In this paper, the aging resistance of glass fiber-reinforced thermoplastic composites was discussed and analyzed in terms of the effects of hygrothermal aging and the time-temperature dependence. Accelerated hygrothermal aging tests, static flexural tests at different temperatures and speeds, and dynamic mechanical analysis tests at multiple temperatures and frequencies were carried out. Hygrothermal aging reduces the tensile properties and heat resistance of GF/PA and GF/PET, although the influence on GF/PA was greater than that on GF/PET. However, hygrothermal aging does not affect the thermal decomposition temperature.
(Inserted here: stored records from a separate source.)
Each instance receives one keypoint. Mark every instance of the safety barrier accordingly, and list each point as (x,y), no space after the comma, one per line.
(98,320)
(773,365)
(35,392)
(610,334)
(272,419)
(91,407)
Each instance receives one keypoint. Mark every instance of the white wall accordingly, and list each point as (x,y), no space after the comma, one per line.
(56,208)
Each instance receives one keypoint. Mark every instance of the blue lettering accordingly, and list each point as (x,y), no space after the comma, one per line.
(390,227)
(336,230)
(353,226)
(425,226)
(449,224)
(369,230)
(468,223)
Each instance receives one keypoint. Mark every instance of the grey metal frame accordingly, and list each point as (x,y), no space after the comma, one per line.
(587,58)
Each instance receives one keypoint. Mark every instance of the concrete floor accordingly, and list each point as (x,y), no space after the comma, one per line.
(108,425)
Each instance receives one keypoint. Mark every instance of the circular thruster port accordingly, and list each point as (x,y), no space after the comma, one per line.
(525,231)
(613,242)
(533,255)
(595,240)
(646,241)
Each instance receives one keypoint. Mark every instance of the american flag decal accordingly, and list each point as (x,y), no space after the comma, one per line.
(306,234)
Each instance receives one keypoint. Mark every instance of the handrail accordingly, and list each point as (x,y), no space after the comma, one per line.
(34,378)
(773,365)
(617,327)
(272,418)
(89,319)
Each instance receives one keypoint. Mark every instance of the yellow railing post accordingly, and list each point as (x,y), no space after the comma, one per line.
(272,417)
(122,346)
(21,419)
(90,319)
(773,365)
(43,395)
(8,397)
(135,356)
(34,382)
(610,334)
For the GF/PET composites, both the static flexural and dynamic mechanical properties were time and temperature dependent. It was found that increasing the temperature and decreasing the loading rate had equivalent effects on reducing the flexural strength and modulus. The time-temperature superposition principle was applied to the static flexural modulus of GF/PET. According to the master curve obtained by the time-temperature superposition principle, it was predicted that the static flexural modulus of GF/PET composites will decrease by 69.4% over 10 years at the reference temperature of 30 °C.